The Bayesian phylogenetic tree, constructed from an Additional set of 60 complete SARS-CoV-2 genomes (Supplement Table 1) alongside global sequences collected between December 2023 and December 2024 (Fig. 4), indicates that the most recent common ancestor of this dataset is estimated to have emerged in August 2022. Overall, the Thai and global SARS-CoV-2 samples did Not exhibit distinct phylogenetic clustering, suggesting similar patterns of viral circulation and shared lineages during the study period. However, after September 2024, a divergence was observed, with Thai samples not clustering within the sublineage clusters KP3.1.1, KP3.2, and KP3.3.1. The absence of these newly emerging KP3 sublineages in Thailand during the study period May reflect differences in transmission dynamics, introduction events, or the temporal scope of sampling. The molecular evolutionary rate for the dataset was estimated at 0.63 × 10–3 nucleotide substitutions per site per year (sub/site/year), with a 95% highest posterior density interval (HPDI) ranging from 0.57 × 10–3 to 0.70 × 10–3 sub/site/year.

Fig. 4
Fig. 4
Full size image

Maximum Clade Credibility (MCC) tree of SARS-CoV-2 variant populations circulating in Thailand (n = 176) and globally (n = 247), inferred using molecular clock analysis of samples collected between December 2023 and December 2024. The scale bar indicates nucleotide substitutions per site.

Table 2 details the sequence change rates and the time to the most recent common ancestors (TMRCA) as determined by Markov chain Monte Carlo (MCMC) methods. Among all variants, XDV showed the highest substitution rate (0.89 × 10–3) and the greatest nucleotide divergence (4.56 × 10–4), with a tMRCA estimated around late November 2023. In contrast, JN.1 had the lowest substitution rate (0.45 × 10–3) and an earlier tMRCA in early March 2023. Variants KP.1 to KP.3 and LB.1 shared comparable nucleotide divergence values (3.66 × 10–4 and 4.09 × 10–4, respectively), with substitution rates of 0.56 × 10–3 and 0.75 × 10–3. However, KP.1–3 emerged later, with a tMRCA in mid-November 2023, while LB.1 diverged slightly after, in early January 2024. XEC and XDY both emerged more recently, with tMRCAs in May 2024. While their substitution rates were similar (0.55 and 0.56 × 10–3), XDY showed notably lower nucleotide divergence (1.72 × 10–4) compared to XEC (3.33 × 10–4), possibly reflecting differences in evolutionary dynamics or sampling time frames.

Table 2 Sequence change rates and time to the most recent common ancestors (TMRCA) using Markov chain Monte Carlo (MCMC) methods.

Discussion

The COVID-19 Outbreak, first identified in late 2019, arrived in Thailand in early 2020, leading to a series of ongoing transmission events that prompted national concern28. Following nearly three years of extensive outbreaks and significant public health challenges, the Thai Ministry of Public Health reclassified COVID-19 from a ‘dangerous infectious disease’ to a ‘disease under surveillance’ and announced a revised reporting protocol in October 2022 that focuses exclusively on case counts among hospitalized patients29. By 2023, the severity of COVID-19 had significantly diminished, evidenced by a marked reduction in fatalities27. In 2024, the reported death toll decreased to just 220 cases, representing a stark contrast to the high mortality rates observed in the first three years of the pandemic, which included 21,614 deaths in 2021, 11,971 in 2022, and 848 in 202327. This reduction in severity can be attributed to several factors, including increased vaccination coverage, the emergence of less virulent variants, and improved treatment modalities.
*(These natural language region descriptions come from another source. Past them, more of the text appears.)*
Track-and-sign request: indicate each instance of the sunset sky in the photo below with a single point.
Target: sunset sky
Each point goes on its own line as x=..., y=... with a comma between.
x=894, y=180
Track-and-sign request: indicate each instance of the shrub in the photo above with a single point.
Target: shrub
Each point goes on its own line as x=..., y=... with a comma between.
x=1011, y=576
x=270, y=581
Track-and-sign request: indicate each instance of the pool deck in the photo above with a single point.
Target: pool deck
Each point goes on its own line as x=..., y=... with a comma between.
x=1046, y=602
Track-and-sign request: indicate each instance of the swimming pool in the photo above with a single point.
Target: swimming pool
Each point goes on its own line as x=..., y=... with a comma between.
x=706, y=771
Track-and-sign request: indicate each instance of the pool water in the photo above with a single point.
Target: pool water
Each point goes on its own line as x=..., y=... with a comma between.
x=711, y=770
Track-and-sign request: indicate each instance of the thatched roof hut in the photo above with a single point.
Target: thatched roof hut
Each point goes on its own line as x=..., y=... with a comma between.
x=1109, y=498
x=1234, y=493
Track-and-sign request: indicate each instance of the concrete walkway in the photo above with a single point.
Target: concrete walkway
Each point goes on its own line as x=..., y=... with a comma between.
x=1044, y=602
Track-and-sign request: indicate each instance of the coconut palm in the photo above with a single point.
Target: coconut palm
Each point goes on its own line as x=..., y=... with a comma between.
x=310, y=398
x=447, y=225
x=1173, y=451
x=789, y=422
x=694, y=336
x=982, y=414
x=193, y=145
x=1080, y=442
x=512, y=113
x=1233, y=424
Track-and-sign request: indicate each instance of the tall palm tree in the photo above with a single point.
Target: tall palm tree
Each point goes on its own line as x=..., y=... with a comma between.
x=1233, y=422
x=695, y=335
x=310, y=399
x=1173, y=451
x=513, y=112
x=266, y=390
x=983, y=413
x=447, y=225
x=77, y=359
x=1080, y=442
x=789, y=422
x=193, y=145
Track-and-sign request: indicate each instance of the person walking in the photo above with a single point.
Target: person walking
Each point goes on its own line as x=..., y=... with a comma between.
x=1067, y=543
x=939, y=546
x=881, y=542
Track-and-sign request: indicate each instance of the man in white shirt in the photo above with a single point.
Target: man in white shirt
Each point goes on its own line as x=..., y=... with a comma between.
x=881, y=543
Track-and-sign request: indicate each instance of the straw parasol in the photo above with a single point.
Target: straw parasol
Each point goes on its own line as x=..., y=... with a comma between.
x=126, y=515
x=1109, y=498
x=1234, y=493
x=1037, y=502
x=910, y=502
As a result, COVID-19 is now recognized as a seasonal respiratory illness, similar to other common respiratory infections.

This study investigated the seasonal trends and genetic diversity of SARS-CoV-2 among patients with acute respiratory illness in Thailand during the fifth year of the COVID-19 pandemic, providing a comprehensive analysis of acute respiratory infection cases throughout 2024, which includes both inpatient and outpatient data across all seasons. The results demonstrate that COVID-19 transmission follows a distinct seasonal pattern, marked by a significant increase in cases from late summer to the early rainy season, particularly between April and June.

In the early years of COVID-19’s seasonal transition, its incidence peaked earlier than other respiratory infections, such as influenza and respiratory syncytial virus30,31. Although Thailand’s official rainy season begins in mid-May, the interplay of school reopenings and the Songkran festival in mid-April, characterized by extensive travel and gatherings, contributes significantly to an early rise in infection rates.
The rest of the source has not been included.